Adam Cameron posted a code challenge on his blog this last Friday. I have provided my answer in the form of a Google Go project. For those interested a 10,000ft view of how this works can be found below. Here are the instructions he provided.
For a given array and a given threshold, return the subarray which contains the longest run of consecutive numbers which - in total - are equal-to or less than the threshold.
- The main program is a console application that accepts two arguments:
- input - A comma-delimited list of integer numbers
- threshold - The total value an array sequence may not exceed
- A Scheduler component (probably a bad name) starts slicing the input integer array into sub-sequences
- Each sub-sequence is summed in a goroutine
- The sub-sequence is totaled, and both the sub-sequence and total are put into a structure that is written to a channel
- Another goroutine listens for writes to this channel and stuffs the structures into a result array
- The result array is traversed to determine which sub-sequence is longest.

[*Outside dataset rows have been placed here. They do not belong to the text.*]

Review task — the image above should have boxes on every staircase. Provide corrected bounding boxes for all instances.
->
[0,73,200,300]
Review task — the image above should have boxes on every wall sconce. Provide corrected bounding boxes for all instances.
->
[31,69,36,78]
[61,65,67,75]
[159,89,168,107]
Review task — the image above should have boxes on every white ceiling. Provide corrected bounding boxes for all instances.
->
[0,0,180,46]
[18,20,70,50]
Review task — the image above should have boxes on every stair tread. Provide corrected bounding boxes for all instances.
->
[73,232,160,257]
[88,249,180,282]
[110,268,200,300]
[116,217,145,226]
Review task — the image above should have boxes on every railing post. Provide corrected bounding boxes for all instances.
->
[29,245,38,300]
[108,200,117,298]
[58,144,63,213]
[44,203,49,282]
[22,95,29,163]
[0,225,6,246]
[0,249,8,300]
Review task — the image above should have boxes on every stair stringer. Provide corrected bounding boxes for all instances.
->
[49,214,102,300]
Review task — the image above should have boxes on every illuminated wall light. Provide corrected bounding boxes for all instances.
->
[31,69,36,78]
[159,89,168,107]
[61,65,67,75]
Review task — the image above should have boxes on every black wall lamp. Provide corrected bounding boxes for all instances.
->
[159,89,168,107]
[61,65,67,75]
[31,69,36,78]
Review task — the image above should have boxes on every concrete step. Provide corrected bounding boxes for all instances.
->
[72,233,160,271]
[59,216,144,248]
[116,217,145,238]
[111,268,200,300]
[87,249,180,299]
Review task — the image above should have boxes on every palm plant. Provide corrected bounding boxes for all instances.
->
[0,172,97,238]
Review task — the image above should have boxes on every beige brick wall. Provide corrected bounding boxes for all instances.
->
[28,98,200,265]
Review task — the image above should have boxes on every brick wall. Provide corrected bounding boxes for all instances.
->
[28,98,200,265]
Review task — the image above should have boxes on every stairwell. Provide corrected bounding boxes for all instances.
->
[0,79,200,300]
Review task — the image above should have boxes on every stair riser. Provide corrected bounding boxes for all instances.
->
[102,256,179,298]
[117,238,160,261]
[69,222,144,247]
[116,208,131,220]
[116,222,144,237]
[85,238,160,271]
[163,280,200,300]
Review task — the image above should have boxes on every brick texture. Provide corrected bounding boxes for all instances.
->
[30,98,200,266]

- If there is a tie for longest the sub-sequence with the greatest total sum value is chosen
I chose to make the slicing and summing activity multi-process mostly for the fun of the exercise. Though in theory one could provide a very large set of integers and it would process rather quickly I suspect. Either way this was a fun exercise. You should certainly go check out the blog post and see other people’s submissions. There are entries in language including Clojure, CFML, PHP and JavaScript.